Ensuite, puisqu’il s’agit à terme de reconnaître des mots, un mot manuscrit est considéré comme une séquence (de deuxième niveau donc) de ces séquences élémentaires de « traits de plume » que sont les lettres. Ils distinguent également des règles formelles contraignant la forme graphique totale des séquences possibles de ces lettres ou séquences élémentaires, dans la mesure où l’on considère qu’une écriture manuscrite est une écriture dans laquelle on ne lève pas le crayon pour passer à la lettre suivante. C’est-à-dire qu’un ‘i’ manuscrit écrit après un ‘a’ manuscrit ne se verra pas ajouter le même « trait de plume » de transition que le ‘i’ qui précède un ’m’ par exemple 641 . Enfin, et cela est révélateur d’une approche modélisatrice de type probabiliste et discrétisée, pour tester leur modèle Eden et Halle font dessiner par le calculateur sur une table traçante un mot manuscrit réaliste comme « knife » (couteau en anglais). Il connecte ainsi le modèle discret et formel à un « générateur de courbes physiques » 642 . Et ils font déterminer aléatoirement (en conformité avec une loi de probabilité à valeurs sur le plan d’écriture de la table traçante et incarnant la présence d’un gradient orientant globalement la direction préférentielle du mot et donc des lettres le composant) par le calculateur le point final de chaque « traits de plume » dans chacune des lettres du mot.

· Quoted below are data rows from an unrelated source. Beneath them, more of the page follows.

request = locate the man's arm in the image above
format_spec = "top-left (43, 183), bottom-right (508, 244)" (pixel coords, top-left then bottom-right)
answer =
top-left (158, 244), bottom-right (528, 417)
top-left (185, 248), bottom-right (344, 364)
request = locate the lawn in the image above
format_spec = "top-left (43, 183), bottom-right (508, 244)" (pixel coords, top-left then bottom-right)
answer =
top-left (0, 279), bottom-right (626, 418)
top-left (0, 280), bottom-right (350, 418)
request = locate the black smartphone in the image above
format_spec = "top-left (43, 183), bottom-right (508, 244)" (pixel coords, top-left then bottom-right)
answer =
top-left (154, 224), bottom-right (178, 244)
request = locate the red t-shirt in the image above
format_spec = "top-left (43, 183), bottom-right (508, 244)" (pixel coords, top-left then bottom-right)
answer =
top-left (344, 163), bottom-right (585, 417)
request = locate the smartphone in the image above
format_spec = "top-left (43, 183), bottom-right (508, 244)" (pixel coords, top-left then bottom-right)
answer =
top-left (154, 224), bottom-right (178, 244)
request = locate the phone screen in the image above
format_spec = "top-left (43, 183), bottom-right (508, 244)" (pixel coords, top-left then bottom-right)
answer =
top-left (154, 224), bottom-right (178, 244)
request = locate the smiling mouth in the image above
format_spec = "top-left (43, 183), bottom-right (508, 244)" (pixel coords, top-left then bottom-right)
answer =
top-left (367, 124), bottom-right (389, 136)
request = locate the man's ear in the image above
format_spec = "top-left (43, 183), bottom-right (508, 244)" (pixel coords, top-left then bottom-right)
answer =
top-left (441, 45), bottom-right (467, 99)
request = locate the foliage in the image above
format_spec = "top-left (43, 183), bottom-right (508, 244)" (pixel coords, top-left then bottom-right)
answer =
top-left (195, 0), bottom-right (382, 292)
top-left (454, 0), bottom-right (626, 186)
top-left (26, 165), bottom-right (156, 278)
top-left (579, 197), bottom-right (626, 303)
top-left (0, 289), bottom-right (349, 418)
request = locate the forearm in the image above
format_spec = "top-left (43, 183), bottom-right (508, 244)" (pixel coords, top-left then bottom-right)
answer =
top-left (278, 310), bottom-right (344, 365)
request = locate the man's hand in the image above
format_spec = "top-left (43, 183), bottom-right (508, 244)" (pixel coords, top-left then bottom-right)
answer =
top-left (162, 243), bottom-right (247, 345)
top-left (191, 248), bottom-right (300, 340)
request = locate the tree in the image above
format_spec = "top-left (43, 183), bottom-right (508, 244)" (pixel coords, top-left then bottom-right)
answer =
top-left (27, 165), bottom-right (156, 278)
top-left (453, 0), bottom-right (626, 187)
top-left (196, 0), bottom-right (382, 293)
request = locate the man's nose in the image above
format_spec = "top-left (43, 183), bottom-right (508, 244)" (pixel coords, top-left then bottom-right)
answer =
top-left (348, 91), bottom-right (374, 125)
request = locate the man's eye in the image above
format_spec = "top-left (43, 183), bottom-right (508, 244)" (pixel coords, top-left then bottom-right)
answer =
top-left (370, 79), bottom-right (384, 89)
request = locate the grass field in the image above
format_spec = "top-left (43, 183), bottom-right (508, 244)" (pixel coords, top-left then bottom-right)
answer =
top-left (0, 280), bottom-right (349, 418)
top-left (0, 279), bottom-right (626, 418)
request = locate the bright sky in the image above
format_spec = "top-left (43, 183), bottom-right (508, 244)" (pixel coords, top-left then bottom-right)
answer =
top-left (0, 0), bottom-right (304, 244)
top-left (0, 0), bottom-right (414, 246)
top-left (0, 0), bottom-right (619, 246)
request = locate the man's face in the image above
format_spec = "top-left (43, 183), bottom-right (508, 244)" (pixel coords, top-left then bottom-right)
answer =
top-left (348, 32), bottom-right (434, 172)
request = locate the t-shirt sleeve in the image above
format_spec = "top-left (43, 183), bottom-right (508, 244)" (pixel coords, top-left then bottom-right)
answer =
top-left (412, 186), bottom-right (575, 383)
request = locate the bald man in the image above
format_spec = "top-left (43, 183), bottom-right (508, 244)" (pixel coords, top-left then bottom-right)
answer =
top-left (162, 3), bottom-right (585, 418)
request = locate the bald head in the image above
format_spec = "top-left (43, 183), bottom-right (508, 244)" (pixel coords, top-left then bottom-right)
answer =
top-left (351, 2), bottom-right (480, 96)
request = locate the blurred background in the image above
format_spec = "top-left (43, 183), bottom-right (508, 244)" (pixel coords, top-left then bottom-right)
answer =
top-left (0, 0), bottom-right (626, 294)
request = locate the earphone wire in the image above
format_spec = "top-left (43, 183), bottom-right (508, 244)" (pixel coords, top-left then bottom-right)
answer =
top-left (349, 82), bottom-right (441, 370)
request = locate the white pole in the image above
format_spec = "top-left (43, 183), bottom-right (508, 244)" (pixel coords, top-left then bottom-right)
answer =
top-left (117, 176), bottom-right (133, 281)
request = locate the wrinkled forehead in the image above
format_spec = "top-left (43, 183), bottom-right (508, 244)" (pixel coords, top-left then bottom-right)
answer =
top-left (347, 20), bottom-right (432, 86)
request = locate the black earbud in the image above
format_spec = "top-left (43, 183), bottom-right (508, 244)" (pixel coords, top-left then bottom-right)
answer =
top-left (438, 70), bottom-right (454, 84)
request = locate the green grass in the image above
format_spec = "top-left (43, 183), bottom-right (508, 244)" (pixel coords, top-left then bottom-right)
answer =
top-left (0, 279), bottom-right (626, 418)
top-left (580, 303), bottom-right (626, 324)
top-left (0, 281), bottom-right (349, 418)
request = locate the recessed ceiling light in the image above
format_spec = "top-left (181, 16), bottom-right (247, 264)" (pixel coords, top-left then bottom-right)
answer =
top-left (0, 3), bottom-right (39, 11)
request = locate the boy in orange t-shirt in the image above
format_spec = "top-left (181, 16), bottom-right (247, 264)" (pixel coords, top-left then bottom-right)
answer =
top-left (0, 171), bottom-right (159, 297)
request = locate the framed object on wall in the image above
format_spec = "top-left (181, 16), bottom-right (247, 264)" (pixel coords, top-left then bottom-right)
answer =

Le but de cette insertion de l’aléa dans le discret est de faire en sorte qu’il y ait certaines dérives stochastiques dans l’enchaînement des lettres rendant compte du caractère non mécanique du geste humain modélisé.

Ainsi donc une forme produite par un geste humain, subissant de fortes variations supposées aléatoires, est modélisée sur l’instigation d’une théorie granulaire, mais non point axiomatique, de la phonologie structurale. Il s’agit bien en fin de compte d’un modèle de morphogenèse, puisqu’on y voit la genèse d’une forme 643 obéissant à des règles de branchement assorties d’une discrétisation préalable. Il n’en fallait pas plus, semble-t-il, pour donner à Eden l’idée de se pencher sur les formes biologiques avec des modèles tout à la fois discrets, stochastiques et assistés par un calculateur numérique.

Notes
633.

“We have recently been informed about the work of Van der Gon and Thüring […] in simulating handwritten words written at high speed by an analogue device which embodies a simple physical description of a theory concerning the muscular forces used in writing”, [Eden, M. et Halle, M., 1960], p. 293.

634.

[Eden, M. et Halle, M., 1960], p. 293.

635.

[Jakobson, R., 1963], p. 87.

636.

[Jakobson, R., 1963], p. 87 : « Pour Norbert Wiener, ‘il n’existe aucune opposition fondamentale entre les problèmes que rencontrent nos ingénieurs dans la mesure de la communication et les problèmes de nos philologues ‘ » [référence citée : Journal of the Acoustical Society of America (JASA), vol. 22 (1950), p. 697] ».

637.

[Jakobson, R., 1963], p. 87.

638.

[Jakobson, R., 1963], pp. 87-88.

639.

Pour confirmer la profonde et ancienne proximité des problématiques de la linguistique structurale et de l’analyse mathématique, il rappelle que le linguiste russe, B. Tomchevsky, avait, dès 1923, utilisé des chaînes de Markov pour l’analyse statistique des vers poétiques, [Jakobson, R., 1963], p. 99. Il interprète cela comme un premier rapprochement de la linguistique avec les formalismes des processus stochastiques, bien avant la suggestion de Wiener.

640.

[Eden, M. et Halle, M., 1960], p. 289.

641.

[Eden, M. et Halle, M., 1960], pp. 290-292.

642.

“generators of the physical curves“, [Eden, M. et Halle, M., 1960], p. 293.

643.

Dont le statut est hybride : naturel et culturel.